Triggering Pipelines Periodically (cron)

Pachyderm pipelines are triggered by changes to their input data repositories (as further discussed in What Happens When You Create a Pipeline). However, if a pipeline consumes data from sources outside of Pachyderm, it can’t use Pachyderm’s triggering mechanism to process updates from those sources. For example, you might need to:

  • Scrape websites
  • Make API calls
  • Query a database
  • Retrieve a file from S3 or FTP

You can schedule pipelines like these to run regularly with Pachyderm’s built-in cron input type. You can find an example pipeline that queries MongoDB periodically here.

Cron Example

Let’s say that we want to query a database every 10 seconds and update our dataset with the new data every time the pipeline is triggered. We could do this with cron input as follows:

  "input": {
    "cron": {
      "name": "tick",
      "spec": "@every 10s"
    }
  }

When we create this pipeline, Pachyderm will create a new input data repository corresponding to the cron input. It will then automatically commit a timestamp file every 10 seconds to the cron input repository, which will automatically trigger our pipeline.

alt tag

The pipeline will run every 10 seconds, querying our database and updating its output.

We have used the @every 10s cron spec here, but you can use any cron spec formatted according to RFC 3339. For example, */10 * * * * would indicate that the pipeline should run every 10 minutes (these time formats should be familiar to those who have used cron in the past, and you can find more examples here)

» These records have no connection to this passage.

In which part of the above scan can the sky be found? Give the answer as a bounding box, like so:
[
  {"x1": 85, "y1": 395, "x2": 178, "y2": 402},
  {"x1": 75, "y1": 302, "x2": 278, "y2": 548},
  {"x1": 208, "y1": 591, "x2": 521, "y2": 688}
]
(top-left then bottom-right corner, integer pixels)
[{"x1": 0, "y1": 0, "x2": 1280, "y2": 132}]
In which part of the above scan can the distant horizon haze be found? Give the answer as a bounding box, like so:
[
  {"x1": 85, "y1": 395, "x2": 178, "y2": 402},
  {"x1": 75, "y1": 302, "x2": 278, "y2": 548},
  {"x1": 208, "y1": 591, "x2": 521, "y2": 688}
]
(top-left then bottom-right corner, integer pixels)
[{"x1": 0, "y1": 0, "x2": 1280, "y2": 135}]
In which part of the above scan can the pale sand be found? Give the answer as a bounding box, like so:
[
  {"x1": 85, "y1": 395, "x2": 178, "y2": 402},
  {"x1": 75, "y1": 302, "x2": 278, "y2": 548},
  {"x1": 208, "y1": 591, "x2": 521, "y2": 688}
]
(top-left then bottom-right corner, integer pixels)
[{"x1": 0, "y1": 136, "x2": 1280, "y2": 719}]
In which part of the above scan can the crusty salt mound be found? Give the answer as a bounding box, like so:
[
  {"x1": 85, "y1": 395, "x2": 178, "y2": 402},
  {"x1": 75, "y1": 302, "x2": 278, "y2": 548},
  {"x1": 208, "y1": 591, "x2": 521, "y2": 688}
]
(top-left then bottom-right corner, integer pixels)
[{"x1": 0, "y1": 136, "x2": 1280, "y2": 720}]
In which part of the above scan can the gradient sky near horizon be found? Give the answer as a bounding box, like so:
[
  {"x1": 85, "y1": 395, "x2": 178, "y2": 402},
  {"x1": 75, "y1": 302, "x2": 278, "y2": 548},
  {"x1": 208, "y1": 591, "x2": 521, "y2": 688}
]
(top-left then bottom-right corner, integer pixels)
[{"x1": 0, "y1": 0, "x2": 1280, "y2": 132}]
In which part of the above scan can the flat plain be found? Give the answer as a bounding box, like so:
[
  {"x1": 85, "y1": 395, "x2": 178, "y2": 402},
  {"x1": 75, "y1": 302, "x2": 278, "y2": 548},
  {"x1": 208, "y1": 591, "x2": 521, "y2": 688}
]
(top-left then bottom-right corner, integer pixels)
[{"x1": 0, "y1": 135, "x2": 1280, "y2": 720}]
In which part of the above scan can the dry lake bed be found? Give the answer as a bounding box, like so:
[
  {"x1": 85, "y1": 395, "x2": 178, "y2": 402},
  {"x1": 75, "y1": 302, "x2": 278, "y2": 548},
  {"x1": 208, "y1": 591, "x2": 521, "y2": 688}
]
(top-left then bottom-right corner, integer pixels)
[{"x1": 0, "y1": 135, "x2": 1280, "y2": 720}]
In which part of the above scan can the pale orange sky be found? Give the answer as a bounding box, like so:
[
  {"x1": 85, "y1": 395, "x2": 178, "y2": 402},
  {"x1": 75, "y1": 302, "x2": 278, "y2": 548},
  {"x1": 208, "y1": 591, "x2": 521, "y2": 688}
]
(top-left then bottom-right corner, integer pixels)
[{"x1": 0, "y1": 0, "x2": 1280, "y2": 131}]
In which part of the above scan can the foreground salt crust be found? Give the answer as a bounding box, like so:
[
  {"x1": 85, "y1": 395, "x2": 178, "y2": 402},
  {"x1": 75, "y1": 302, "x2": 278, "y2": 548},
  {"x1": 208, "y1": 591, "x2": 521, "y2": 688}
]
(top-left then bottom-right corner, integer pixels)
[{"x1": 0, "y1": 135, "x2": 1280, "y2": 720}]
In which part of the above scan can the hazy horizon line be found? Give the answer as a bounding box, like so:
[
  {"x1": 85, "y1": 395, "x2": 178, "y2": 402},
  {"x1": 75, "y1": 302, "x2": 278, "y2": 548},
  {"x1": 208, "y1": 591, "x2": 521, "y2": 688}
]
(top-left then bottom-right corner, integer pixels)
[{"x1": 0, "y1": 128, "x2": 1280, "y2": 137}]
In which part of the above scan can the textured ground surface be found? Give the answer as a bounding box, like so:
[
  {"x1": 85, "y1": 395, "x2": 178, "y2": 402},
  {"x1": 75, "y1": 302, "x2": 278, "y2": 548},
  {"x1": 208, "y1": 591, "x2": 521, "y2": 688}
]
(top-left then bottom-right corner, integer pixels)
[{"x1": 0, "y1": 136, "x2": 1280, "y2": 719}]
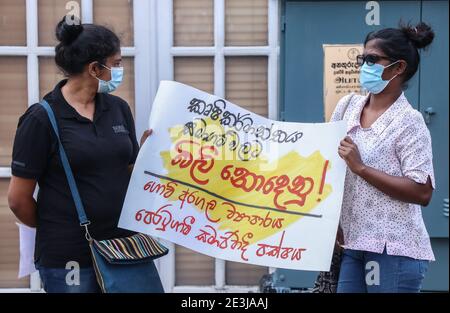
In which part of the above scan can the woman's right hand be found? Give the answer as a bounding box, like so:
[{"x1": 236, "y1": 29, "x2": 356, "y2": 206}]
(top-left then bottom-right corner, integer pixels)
[{"x1": 336, "y1": 226, "x2": 344, "y2": 248}]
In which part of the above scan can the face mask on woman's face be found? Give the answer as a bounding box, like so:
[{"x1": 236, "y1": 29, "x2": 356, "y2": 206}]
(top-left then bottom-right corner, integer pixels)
[
  {"x1": 96, "y1": 64, "x2": 123, "y2": 93},
  {"x1": 359, "y1": 60, "x2": 399, "y2": 94}
]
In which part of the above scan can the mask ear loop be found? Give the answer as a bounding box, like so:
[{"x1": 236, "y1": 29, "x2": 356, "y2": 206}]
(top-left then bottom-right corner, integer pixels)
[{"x1": 384, "y1": 60, "x2": 400, "y2": 83}]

By default, Pachyderm will run the pipeline on input data that has come in since the last tick. If instead we would like the pipeline to reprocess all the data, we can set the overwrite flag to true:

  "input": {
    "cron": {
      "name": "tick",
      "spec": "@every 10s",
      "overwrite": true
    }
  }

Now, it will overwrite the timestamp file each tick. Since the processed data is associated with the old file, its absence will indicate to Pachyderm that it needs to be reprocessed.